Corrupting the World Bank

The Halsema Highway is one of the focuses of the NRIMP project.
The Halsema Highway is one of the focuses of the NRIMP project.
Bert Hoffman of the WB
Bert Hoffman of the WB

Tarnishing the image of the country anew, the World Bank recently discovered an anomaly in a road project bidding. The said bidding was allegedly rigged. Just another discouragement to foreign and local lenders who would have been interested in investing in development projects in the Philippines.

In addition, the bank blacklisted seven companies, three local and four Chinese, from having direct investments with the bank. One banned permanently.

The project involved is the National Road Improvement and Management Program Phase I or NRIMP I. Immediately after the WB discovered an anomaly it stopped a total of $33 million from being awarded to the bidders. The bank listed the following:

• Philippines-based E.C. de Luna Construction Corp. and its owner Eduardo de Luna were barred permanently, the strongest possible sanction and the first since 2004.

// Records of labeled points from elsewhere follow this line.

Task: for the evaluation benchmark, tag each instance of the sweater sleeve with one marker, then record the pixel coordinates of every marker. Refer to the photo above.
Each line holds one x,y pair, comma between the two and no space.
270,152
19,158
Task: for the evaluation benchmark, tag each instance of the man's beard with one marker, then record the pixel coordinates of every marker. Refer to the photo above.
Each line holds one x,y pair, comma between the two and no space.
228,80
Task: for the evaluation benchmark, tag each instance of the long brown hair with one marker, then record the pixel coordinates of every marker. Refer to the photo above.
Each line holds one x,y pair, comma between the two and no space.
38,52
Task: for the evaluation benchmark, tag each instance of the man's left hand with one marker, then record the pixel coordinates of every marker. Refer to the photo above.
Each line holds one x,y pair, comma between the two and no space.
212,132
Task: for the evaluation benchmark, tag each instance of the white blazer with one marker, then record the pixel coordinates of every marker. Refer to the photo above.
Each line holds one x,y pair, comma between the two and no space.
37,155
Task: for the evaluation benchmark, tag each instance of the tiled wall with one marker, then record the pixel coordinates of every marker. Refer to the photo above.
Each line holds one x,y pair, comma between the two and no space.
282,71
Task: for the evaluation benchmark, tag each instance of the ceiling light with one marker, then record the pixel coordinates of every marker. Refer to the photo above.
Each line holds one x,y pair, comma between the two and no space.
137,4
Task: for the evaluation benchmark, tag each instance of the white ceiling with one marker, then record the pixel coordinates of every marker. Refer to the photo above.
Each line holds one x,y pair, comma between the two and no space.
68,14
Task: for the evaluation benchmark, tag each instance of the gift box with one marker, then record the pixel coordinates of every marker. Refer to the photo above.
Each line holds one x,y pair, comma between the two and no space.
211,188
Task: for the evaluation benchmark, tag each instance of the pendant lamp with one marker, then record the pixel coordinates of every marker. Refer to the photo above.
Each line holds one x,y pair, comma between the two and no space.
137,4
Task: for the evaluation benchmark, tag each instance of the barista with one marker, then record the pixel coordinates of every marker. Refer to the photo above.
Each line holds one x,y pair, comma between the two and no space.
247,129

• Philippines’ Cavite Ideal International Construction and Development Corp. and CM Pancho Construction, Inc. were each barred for four years.

• China Road and Bridge Corp. was barred for eight years.

• China State Construction Corp. and China Wu Yi Co. Ltd. were each barred for six years.

• China Geo-Engineering Corp. was barred for five years.

• Korean firm Dongsung Construction Co. Ltd was separately sanctioned in August 2008 for four years for fraud and corruption related to the NRIMP in the Philippines.

The World Bank however, keeps its confidence in lending to the country. The country’s WB representative, Bert Hoffman, says that the institution will continue funding NRIMP II worth $576 million and shoulders $200 million.

Despite this, the government should strengthen its drive against corruption. A study shows that the country loses P250 billion to corruption each year. In addition, events like this drives away would-have-been interested investors. A clear barrier to progress.

Eliminating corruption would mean helping the lives of millions of Filipinos as increased revenues and expanded projects would be a great help in ceasing poverty.